D'abord, les multiples connections entre ce monde et le nôtre. On trouve, dans l'Entre-Deux-Mondes du pistolero, des avions nazis et des escalators, entre autres. Et, dans notre monde (plus précisément dans New York, puisque c'est le seul lieu de notre univers que l'on ait vu jusqu'à présent), on croise de nombreuses références à la Tour Sombre (jusqu'au personnage du bouquiniste, dénommé Calvin Tower).
Ensuite, la question lancinante, qui ne cesse de revenir dans l'esprit du lecteur (et permet ainsi de développer son imagination) : qu'est-il donc arrivé à ce monde pour qu'il change ainsi (et qu'il continue constamment à changer ; Roland affirme par exemple que les distance entre deux points s'allongent progressivement, comme si le monde s'étirait) ? On imagine un désastre nucléaire, mais ce n'est apparemment pas la bonne réponse (ou pas l'entière réponse).
La description de ce monde en mouvement constant est, par elle-même, assez angoissante. Le temps n'est pas fixe, le monde n'est pas stable, les valeurs semblent avoir disparu, l'humanité elle-même est agonisante. Mais ce n'est pas tout : la description, à la fin du volume, de ces fameuses Terres Perdues est proprement terrifiante.

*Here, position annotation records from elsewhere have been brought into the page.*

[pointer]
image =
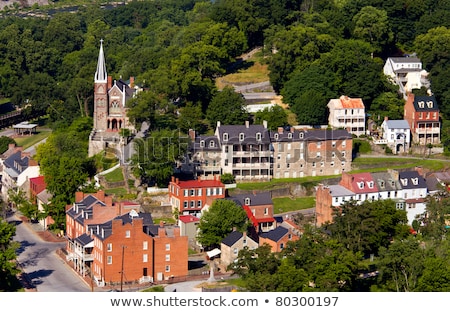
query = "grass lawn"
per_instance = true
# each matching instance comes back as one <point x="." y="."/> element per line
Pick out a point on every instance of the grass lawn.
<point x="285" y="204"/>
<point x="29" y="140"/>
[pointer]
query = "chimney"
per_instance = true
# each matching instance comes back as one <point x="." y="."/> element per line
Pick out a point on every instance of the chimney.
<point x="131" y="82"/>
<point x="78" y="196"/>
<point x="192" y="134"/>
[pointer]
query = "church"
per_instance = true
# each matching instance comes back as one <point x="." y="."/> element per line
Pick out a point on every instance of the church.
<point x="110" y="111"/>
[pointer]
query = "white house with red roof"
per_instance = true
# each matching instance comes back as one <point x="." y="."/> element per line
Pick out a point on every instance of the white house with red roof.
<point x="189" y="197"/>
<point x="347" y="113"/>
<point x="362" y="184"/>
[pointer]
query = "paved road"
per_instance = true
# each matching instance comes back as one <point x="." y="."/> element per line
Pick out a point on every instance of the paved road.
<point x="46" y="271"/>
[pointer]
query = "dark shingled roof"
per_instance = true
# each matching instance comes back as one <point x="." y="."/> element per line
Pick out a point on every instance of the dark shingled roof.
<point x="84" y="239"/>
<point x="409" y="176"/>
<point x="256" y="199"/>
<point x="249" y="134"/>
<point x="232" y="238"/>
<point x="425" y="98"/>
<point x="275" y="234"/>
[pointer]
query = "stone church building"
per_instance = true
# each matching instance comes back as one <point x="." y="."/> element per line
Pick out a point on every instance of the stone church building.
<point x="110" y="111"/>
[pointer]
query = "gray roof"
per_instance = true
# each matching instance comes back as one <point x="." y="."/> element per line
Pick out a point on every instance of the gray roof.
<point x="275" y="234"/>
<point x="385" y="181"/>
<point x="410" y="176"/>
<point x="425" y="99"/>
<point x="256" y="199"/>
<point x="339" y="190"/>
<point x="397" y="124"/>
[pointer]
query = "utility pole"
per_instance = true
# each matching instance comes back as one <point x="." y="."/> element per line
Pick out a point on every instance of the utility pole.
<point x="121" y="271"/>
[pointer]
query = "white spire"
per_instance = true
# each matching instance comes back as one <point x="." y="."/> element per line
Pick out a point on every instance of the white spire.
<point x="100" y="74"/>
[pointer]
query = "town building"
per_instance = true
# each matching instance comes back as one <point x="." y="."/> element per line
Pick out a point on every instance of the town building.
<point x="189" y="197"/>
<point x="110" y="110"/>
<point x="259" y="209"/>
<point x="347" y="113"/>
<point x="232" y="244"/>
<point x="422" y="115"/>
<point x="119" y="244"/>
<point x="396" y="134"/>
<point x="310" y="152"/>
<point x="407" y="73"/>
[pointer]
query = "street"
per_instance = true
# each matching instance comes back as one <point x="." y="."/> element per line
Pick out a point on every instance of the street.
<point x="46" y="271"/>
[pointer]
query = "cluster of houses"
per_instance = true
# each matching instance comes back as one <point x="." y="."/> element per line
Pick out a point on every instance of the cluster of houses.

Rarement le talent de King n'aura été aussi diversifié que dans ce livre. D'un côté, il nous surprend avec des choses auxquelles il ne nous avait pas habitué (ce mélange de western et d'heroic fantasy post apocalyptique), mais on retrouve bien souvent le grand King "traditionnel". Ainsi, c'est toujours un plaisir de retourner dans notre New York et de découvrir la psychologie très fouillée, très dense du petit Jake Chambers. Les scènes de double ou triple montage sont toujours très efficaces pour créer du suspense. Enfin, on retrouve les thèmes habituels du romanciers : les enfants victimes, ou le rapport entre les livres et la réalité (comme si les livres permettaient de mener à un autre niveau de réalité, permettaient de comprendre la réalité mieux que toute autre chose ; voir le rapport entre Charlie Le Tchou-tchou et Blaine le Mono, par exemple).